Israel's Tamar and Tamar Southwest discoveries are significant finds, with combined estimated proven and probable natural gas reserves of 10.97 trillion cubic feet (tcf) and 14 million barrels of condensate, according to a report by GlobalData. 

Israel has been lacking natural gas and largely dependent on Egypt for fulfilling its requirements.

Entitled ‘Israel Tamar Project Panorama – Oil and Gas Upstream Analysis Report’, the report states that production from the Tamar field is expected to meet more than half of the country’s natural gas requirements for a minimum period of 15 years.

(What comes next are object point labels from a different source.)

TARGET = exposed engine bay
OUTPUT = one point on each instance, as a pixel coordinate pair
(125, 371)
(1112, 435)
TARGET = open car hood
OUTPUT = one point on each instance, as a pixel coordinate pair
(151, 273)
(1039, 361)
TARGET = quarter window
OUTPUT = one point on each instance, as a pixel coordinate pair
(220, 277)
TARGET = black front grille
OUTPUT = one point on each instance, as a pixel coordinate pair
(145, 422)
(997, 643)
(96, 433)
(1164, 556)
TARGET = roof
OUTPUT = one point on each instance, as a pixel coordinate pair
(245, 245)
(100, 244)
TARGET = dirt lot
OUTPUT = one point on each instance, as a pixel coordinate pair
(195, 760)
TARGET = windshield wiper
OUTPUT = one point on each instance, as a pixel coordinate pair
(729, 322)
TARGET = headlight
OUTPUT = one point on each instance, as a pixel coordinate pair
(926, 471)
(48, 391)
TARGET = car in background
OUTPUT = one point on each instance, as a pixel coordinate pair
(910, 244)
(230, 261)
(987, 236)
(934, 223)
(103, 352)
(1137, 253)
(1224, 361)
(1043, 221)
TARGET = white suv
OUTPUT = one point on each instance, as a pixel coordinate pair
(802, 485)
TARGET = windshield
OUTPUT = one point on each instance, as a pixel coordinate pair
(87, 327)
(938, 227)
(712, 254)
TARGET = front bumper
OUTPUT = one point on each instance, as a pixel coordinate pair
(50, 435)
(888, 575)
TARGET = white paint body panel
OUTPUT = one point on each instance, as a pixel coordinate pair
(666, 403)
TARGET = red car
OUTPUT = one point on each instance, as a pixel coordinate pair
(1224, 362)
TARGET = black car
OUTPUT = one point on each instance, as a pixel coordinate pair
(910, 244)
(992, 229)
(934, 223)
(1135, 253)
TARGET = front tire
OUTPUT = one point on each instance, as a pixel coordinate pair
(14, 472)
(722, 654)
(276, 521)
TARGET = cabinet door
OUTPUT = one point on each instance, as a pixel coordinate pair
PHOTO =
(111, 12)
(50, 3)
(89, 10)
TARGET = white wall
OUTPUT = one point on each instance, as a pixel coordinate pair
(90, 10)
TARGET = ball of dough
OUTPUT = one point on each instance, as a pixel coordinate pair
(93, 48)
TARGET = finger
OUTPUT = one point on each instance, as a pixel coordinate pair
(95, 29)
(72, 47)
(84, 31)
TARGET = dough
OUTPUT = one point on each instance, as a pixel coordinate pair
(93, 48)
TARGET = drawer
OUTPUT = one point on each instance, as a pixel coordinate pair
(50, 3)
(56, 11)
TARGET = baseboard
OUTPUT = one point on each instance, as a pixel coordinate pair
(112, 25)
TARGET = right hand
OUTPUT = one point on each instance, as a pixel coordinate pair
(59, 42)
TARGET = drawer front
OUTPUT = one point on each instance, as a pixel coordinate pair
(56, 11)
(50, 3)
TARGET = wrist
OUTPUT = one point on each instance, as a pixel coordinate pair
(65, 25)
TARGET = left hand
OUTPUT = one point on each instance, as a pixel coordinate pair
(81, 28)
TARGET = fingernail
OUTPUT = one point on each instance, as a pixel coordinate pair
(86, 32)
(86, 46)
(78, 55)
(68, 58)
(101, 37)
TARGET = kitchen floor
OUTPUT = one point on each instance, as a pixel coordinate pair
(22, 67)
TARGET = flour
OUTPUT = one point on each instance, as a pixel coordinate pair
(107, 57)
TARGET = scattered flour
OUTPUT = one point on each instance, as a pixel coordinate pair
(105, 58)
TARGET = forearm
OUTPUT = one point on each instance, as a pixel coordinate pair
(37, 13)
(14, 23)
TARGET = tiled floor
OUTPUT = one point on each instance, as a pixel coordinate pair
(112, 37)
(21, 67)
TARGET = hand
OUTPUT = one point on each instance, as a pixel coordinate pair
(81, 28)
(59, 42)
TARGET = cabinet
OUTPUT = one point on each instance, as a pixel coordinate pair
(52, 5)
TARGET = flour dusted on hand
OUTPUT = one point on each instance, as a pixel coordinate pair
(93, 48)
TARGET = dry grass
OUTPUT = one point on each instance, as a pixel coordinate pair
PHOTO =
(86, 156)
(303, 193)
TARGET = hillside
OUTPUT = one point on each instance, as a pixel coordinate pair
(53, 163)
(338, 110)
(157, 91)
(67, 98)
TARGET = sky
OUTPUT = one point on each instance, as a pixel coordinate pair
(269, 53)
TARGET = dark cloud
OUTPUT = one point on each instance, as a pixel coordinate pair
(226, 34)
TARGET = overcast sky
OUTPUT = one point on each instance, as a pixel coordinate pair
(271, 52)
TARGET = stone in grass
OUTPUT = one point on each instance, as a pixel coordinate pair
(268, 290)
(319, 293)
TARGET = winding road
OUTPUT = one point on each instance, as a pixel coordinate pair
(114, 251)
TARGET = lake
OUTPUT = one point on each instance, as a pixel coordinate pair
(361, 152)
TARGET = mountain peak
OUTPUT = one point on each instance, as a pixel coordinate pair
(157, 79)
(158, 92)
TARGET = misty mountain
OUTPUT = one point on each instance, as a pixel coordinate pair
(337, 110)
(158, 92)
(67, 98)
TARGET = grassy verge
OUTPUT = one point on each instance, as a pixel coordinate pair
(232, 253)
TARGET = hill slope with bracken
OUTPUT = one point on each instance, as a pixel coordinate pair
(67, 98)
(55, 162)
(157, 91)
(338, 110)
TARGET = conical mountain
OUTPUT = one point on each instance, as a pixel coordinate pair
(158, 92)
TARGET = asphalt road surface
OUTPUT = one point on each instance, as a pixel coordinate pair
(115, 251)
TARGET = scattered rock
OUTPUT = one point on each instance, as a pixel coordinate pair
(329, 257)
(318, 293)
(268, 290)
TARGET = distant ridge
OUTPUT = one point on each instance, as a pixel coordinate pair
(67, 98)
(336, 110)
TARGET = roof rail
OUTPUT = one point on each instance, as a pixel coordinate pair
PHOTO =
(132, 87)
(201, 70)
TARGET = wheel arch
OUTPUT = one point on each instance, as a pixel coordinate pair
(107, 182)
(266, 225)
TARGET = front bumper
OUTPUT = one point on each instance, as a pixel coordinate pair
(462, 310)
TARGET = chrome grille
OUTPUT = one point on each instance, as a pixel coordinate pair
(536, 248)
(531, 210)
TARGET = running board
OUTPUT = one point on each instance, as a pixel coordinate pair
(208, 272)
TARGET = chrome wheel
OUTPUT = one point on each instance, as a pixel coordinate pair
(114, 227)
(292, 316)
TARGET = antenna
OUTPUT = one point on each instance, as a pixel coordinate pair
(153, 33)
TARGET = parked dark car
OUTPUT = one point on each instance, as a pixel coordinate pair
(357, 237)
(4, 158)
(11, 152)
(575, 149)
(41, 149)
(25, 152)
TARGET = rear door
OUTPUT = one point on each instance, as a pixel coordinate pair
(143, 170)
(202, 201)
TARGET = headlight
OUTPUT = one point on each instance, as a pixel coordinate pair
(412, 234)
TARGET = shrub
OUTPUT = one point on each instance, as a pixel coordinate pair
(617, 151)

"The field is expected to achieve peak production in 2017 and yield 1.056 billion cubic feet a day of gas and 1,372bpd of condensate." 

The field is expected to achieve peak production in 2017 and yield 1.056 billion cubic feet per day (Bcf/d) of gas and 1,372 barrels per day (bpd) of condensate. The largest customer of the Tamar field produce will be Israel Electric Corporation.

With one trillion cubic feet of reserves, the Yam Tethys field was hailed as a significant hydrocarbon reserve before the discovery of the Tamar field. Production from the Yam Tethys field started in 2004 but soon experienced depleting production rates.

A total of $380m was paid by the consortium behind the Tamar development to gain access to the Yam Tethys gas processing to enhance production from the Tamar field.

The GlobalData report reveals that an estimated $114.9m was invested in the Tamar field in 2015 for completion and start of the compressor project, which was subsequently completed in July 2015 and was followed by testing.

Connection of the Tamar Southwest well to Tamar infrastructure is also estimated to have cost $36m. Production from the field is estimated to reach 1.15Bcf/d by the third quarter of 2016.